A Clear View of Alaska—and Maybe Our Future

A rare, nearly cloudless view of Alaska from space.

Photo by Jeff Schmaltz/NASA/LANCE MODIS Rapid Response Team/NASA GSFC

Alaska, it so happens, is pretty big. If you take Alaska and subtract Texas, the amount left over is still bigger than Texas.

Given that, plus the usual atmospheric conditions, it’s pretty rare to get a picture of the nearly the entire state free of clouds. But that’s just what NASA’s Terra satellite saw on Monday:

What an amazing shot! The snow-covered mountains in the southeast really stand out, and you can see a forest fire raging farther to the west. I know we’re seeing a huge swath of land, so the scale is huge—the picture shows an area about 1,500 kilometers (900 miles) across—but it’s still striking not to see any real signs of human activity here.

Or are we? The reason the state is cloudless is because of a huge high-pressure system squatting over the state. This has also brought record high temperatures to much of the state. This reminds me of the same sort of system that’s been plaguing Greenland and which caused record ice melting last year.

A new study just came out possibly linking that Greenland system to global warming. It’s not a direct link; that is, it’s not that things are warmer now so we got more melting. What may be happening is that the changing climate is affecting the pattern of the jet stream, causing warmer high-pressure systems to sit and stay in one place in what’s called a blocking pattern.

In other words, weather patterns are changing because the climate is changing. The Arctic climate system in particular may be undergoing a rapid evolution due to changing conditions there; loss of sea ice (which exposes darker water, increasing the amount of heat absorbed from sunlight), the wobbling of the jet stream, and more subtle variations are playing havoc with the normal weather.

The melt in Greenland and the high temperatures in Alaska may be more signs—like we needed more—of the reality of climate change. Even scarier is the fact that the climate models used before didn’t predict this sort of thing.

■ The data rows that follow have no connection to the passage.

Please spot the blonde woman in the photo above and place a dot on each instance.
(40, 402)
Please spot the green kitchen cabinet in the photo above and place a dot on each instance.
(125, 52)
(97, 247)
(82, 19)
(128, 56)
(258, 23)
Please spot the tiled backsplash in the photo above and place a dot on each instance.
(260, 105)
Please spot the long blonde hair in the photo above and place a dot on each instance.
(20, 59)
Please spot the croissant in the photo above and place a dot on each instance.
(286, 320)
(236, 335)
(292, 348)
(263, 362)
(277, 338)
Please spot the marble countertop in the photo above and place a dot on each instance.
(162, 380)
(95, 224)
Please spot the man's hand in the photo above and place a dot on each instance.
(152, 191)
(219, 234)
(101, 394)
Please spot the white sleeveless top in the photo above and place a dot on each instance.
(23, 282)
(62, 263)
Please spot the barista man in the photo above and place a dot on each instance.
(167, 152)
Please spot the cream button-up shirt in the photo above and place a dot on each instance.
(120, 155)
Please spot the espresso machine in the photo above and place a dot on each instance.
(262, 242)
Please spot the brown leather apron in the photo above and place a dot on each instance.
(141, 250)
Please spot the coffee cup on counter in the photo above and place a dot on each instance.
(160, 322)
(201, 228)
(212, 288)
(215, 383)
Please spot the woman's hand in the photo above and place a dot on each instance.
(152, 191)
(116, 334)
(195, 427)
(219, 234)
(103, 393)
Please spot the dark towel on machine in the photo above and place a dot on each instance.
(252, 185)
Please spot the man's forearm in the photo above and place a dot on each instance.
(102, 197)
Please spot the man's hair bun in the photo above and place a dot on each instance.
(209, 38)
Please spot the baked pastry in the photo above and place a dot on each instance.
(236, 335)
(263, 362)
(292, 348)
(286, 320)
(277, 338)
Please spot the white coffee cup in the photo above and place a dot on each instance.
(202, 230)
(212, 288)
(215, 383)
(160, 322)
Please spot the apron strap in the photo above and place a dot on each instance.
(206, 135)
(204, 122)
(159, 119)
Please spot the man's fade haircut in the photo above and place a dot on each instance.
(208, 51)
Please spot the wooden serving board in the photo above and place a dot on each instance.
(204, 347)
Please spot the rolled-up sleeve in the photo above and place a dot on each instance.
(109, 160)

The climate is very complex, and it’s hard to model it accurately. This is well-known and is why it’s so hard to make long-term predictions.

But before the deniers crow that climatologists don’t know what they’re doing, note this well: The predictions made using these models almost always seem to underestimate the effects of climate change. That’s true in this case, too. So it’s not that the models are wrong and therefore climate change doesn’t exist. It’s that the models aren’t perfect, and it’s looking like things are worse than we thought.

We’ll know better in the next couple of years, as more data are taken of these blocking systems. That view of Alaska is beautiful, to be sure, but with a notion of what it may really mean, ironically, it’s also chilling.

(Note: There is some noise that President Obama, finally, after five years in office, may soon try to take some action on this issue. I hope he does, because I’m tired of hearing talk about it. I want to see progress.)